I. — L’esclavagisme dans l’Afrique noire[225].

[225] La source capitale pour cette étude est le livre intitulé : Documents sur la fondation de l’œuvre antiesclavagiste, par le cardinal Lavigerie (Saint-Cloud, Belin, 1889). Voir aussi Joseph Imbart de la Tour, L’esclavage en Afrique et la croisade noire (Paris, Bonne Presse, 1894), et l’étude de Bonet-Maury sur la France et le mouvement antiesclavagiste au dix-neuvième siècle dans son livre : France, christianisme et civilisation (Paris, Hachette, 1907).

« Il est temps que cette hideuse plaie qu’est l’esclavage, tant de fois proscrite par l’Église, disparaisse enfin du monde civilisé. » Ainsi s’achevait, en 1845, un cours sur l’affranchissement des esclaves, professé devant la Faculté de théologie de Lyon par l’abbé Pavy, qui allait bientôt précéder Lavigerie sur le siège d’Alger[226]. Un coup d’œil jeté sur l’Afrique, quarante-trois ans plus tard, attestait, de plus en plus impérieusement, l’urgence d’un tel appel.

[226] Pavy, Affranchissement des esclaves, publié en réponse à MM. Louis Blanc, Germain Casse, Jules Simon, par L.-C. Pavy, p. 271 (Lyon, Briday, 1875).

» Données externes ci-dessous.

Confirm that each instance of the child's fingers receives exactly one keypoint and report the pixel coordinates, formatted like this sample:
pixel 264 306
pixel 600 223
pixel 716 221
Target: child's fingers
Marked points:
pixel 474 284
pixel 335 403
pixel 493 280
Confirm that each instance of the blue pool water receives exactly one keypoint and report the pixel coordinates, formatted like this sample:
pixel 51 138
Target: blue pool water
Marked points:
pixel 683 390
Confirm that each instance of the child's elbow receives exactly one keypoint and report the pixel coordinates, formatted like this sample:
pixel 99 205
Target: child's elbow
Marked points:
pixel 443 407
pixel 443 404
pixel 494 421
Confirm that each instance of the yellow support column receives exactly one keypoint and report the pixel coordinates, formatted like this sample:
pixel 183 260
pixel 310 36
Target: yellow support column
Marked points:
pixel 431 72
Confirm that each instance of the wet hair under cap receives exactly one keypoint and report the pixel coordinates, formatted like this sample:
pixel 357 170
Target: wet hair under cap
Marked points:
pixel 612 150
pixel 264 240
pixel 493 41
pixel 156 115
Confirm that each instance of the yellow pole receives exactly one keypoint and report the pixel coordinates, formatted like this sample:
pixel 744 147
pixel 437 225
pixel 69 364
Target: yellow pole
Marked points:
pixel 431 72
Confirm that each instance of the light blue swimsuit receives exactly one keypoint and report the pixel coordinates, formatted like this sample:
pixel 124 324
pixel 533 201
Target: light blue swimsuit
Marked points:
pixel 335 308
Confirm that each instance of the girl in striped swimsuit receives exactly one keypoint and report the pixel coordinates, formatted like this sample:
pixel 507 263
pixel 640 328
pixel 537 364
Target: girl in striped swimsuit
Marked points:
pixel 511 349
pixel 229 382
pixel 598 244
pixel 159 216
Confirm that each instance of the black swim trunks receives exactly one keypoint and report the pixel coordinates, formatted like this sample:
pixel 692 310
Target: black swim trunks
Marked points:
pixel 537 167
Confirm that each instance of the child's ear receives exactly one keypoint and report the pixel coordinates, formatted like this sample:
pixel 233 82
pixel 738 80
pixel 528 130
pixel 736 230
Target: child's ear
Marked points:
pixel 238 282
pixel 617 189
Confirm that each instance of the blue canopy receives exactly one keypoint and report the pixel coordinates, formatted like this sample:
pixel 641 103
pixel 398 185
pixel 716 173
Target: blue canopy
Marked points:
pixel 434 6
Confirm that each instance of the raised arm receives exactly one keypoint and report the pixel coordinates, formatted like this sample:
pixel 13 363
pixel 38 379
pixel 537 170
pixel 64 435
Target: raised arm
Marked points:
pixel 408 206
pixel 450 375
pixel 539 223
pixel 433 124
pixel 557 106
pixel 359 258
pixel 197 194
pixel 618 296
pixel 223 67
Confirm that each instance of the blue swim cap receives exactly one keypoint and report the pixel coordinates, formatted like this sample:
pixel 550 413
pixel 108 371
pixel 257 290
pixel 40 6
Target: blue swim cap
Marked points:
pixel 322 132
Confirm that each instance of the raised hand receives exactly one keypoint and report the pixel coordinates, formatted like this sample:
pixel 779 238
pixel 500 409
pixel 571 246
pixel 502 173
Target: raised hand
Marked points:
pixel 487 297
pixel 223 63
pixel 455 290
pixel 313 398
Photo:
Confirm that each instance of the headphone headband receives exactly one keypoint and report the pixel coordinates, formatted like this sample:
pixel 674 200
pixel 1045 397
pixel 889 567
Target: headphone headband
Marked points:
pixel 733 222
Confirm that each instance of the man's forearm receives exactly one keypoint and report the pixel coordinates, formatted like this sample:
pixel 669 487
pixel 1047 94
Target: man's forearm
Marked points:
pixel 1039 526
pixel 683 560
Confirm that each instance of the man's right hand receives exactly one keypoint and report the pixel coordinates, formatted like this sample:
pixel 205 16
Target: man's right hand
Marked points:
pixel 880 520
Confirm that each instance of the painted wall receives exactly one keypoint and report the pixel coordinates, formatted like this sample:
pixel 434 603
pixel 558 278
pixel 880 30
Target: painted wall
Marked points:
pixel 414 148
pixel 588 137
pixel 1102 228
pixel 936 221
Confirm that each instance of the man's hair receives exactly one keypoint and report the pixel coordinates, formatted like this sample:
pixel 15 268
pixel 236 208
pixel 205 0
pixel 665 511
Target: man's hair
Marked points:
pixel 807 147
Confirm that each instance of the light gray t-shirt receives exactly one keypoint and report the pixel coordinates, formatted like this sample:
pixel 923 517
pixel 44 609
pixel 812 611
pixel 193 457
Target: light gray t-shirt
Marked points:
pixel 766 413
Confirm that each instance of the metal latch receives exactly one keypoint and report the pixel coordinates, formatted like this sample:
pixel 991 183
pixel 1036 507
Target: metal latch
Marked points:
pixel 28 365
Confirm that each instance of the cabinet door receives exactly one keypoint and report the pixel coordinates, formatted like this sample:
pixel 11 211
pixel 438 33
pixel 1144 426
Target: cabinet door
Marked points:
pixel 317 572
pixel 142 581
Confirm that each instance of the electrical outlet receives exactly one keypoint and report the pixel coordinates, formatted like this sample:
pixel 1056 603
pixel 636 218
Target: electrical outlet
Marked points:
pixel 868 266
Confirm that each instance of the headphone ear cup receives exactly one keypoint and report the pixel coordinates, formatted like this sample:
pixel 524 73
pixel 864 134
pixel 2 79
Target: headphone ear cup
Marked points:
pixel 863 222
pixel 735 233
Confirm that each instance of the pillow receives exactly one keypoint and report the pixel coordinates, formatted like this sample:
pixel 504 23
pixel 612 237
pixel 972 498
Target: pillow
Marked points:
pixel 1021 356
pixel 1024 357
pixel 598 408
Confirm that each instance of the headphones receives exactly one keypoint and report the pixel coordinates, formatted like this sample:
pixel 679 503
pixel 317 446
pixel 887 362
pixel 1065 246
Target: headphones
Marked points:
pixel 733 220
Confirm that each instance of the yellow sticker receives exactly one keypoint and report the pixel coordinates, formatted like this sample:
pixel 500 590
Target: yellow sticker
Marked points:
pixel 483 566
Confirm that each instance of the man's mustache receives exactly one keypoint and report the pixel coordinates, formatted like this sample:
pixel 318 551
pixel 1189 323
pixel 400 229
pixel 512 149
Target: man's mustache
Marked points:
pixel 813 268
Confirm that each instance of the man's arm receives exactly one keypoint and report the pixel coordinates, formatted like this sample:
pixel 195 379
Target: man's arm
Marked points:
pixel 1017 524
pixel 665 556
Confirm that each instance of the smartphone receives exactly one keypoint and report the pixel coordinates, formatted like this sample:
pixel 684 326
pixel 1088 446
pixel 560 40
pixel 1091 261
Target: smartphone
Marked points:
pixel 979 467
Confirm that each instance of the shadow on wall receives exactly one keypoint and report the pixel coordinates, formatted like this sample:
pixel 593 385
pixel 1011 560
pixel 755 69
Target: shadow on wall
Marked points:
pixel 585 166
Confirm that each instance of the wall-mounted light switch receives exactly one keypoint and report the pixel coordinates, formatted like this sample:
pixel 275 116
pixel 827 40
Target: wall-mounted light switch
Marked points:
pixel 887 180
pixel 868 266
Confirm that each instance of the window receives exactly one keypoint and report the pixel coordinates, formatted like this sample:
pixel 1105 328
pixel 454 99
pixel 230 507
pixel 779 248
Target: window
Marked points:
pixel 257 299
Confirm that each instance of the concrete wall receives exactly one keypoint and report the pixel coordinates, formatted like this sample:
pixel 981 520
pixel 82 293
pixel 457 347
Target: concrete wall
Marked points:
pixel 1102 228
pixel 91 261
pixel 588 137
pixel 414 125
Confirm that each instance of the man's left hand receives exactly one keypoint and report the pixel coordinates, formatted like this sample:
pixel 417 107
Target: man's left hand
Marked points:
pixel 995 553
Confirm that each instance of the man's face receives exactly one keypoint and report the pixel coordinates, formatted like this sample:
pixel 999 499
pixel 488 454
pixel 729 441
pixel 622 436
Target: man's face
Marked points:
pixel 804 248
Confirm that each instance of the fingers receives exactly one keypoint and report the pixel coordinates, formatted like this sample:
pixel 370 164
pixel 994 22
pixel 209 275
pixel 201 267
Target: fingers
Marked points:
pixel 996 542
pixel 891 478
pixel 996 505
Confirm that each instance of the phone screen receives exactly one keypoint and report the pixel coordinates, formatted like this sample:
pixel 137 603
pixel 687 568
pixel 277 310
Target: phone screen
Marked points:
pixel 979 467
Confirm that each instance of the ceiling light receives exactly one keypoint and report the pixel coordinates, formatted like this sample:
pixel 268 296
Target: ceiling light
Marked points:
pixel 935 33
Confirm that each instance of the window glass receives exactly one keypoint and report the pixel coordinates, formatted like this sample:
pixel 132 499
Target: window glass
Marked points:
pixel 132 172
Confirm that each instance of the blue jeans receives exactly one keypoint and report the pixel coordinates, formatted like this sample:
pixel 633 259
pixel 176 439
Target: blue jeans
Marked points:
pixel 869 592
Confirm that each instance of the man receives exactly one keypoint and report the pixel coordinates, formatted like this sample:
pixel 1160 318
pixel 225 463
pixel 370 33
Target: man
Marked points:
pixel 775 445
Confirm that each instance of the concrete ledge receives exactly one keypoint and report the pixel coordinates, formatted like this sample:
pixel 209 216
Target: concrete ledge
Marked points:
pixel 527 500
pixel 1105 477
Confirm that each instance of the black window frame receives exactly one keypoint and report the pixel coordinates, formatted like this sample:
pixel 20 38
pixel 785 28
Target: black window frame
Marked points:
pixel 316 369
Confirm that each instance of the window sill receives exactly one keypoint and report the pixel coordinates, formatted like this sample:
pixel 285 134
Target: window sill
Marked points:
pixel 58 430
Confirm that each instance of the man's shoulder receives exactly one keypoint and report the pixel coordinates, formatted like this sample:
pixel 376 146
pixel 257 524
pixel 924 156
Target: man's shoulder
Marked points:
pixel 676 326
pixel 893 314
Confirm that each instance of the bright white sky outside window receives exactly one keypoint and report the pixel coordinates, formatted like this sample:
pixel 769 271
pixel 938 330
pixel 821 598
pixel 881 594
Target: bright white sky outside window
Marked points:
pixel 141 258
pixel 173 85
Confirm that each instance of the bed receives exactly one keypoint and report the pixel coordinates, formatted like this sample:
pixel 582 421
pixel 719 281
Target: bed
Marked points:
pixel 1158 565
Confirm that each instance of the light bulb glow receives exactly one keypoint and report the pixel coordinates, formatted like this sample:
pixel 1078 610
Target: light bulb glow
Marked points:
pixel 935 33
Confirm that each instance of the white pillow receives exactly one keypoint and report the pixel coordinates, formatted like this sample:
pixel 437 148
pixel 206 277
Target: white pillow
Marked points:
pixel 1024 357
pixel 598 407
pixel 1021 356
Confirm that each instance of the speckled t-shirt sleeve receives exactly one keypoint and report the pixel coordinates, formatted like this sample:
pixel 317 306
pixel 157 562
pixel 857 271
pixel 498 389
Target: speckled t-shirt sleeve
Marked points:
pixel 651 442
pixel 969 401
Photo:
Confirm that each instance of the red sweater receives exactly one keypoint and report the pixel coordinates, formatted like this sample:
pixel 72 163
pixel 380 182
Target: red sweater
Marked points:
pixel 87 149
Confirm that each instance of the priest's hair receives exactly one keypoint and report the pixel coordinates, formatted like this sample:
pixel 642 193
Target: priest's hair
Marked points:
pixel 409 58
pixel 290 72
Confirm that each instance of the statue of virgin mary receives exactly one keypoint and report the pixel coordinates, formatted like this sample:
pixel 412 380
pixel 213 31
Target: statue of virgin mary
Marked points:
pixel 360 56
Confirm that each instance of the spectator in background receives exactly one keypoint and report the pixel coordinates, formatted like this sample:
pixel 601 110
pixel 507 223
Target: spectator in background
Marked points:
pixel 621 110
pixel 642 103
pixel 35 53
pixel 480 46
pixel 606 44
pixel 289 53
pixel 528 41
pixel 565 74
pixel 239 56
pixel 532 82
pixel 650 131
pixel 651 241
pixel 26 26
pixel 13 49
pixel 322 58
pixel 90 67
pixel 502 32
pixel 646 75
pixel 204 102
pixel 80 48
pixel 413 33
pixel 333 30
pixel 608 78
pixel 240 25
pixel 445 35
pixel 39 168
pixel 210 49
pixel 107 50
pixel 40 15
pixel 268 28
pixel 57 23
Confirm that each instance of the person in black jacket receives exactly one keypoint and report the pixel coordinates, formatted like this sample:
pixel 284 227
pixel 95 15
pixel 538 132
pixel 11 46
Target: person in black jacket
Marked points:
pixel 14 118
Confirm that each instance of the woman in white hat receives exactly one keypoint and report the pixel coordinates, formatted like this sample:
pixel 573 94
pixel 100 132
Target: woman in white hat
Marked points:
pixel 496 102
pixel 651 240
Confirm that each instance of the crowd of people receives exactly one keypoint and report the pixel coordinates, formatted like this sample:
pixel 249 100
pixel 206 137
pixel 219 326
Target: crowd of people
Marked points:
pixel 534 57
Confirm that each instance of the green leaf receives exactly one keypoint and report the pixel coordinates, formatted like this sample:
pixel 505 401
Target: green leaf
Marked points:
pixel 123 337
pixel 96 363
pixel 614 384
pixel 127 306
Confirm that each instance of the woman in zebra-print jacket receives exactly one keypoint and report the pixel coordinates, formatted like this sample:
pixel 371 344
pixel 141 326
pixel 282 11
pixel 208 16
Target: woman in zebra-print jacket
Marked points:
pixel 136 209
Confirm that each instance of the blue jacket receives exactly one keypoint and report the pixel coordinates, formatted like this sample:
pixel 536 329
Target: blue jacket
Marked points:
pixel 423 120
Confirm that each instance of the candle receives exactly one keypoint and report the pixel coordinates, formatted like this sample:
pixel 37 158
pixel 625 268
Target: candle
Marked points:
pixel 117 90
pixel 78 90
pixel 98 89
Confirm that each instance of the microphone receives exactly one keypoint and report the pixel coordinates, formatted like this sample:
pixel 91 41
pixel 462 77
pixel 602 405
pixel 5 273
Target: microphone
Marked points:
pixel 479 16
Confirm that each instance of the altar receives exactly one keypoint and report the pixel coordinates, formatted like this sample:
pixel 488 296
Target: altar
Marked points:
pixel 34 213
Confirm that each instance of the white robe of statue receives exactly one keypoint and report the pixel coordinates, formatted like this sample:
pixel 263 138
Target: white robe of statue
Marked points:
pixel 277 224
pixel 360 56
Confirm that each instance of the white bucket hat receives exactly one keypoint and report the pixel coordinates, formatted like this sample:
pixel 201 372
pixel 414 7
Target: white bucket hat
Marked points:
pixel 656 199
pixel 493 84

« Côte des esclaves » : ce lugubre mot, qui désigna longtemps, à l’occident de l’Afrique, un tronçon de rivage, évoquait le souvenir des soixante mille têtes de bétail humain, capturées et vendues, en six ans, avec la complicité de la reine Élisabeth, par un trafiquant venu d’Angleterre. « Le Nil des esclaves » : ainsi se nommait le Niger sous la plume des vieux cartographes arabes ; et ce nom même était un cynique aveu. La philanthropie du dix-neuvième siècle n’avait pu infliger à ces appellations géographiques le décisif démenti qu’eût souhaité la conscience humaine. Il n’y avait plus d’esclaves depuis 1838 dans les colonies anglaises, depuis 1848 dans les colonies françaises, depuis 1865 aux États-Unis ; il n’y avait plus d’esclaves blancs sur les marchés de l’Islam, depuis que l’Europe, en débarquant sur la côte barbaresque, avait mis un terme à la piraterie méditerranéenne, et depuis que la Russie avait achevé d’occuper le Caucase. Mais le khédive même d’Égypte avait un jour expliqué : « La disparition graduelle des esclaves blancs, à Constantinople et dans le bassin de la Méditerranée, a rendu nécessaire l’accroissement des esclaves noirs ; les mœurs, les traditions, les besoins des populations musulmanes, en ont fait, pour elles, un mal nécessaire. » On s’était donc mis à razzier, dans l’inaccessible Afrique, nègres et négresses, et la traite africaine, dans le dernier quart du dix-neuvième siècle, avait sans cesse progressé.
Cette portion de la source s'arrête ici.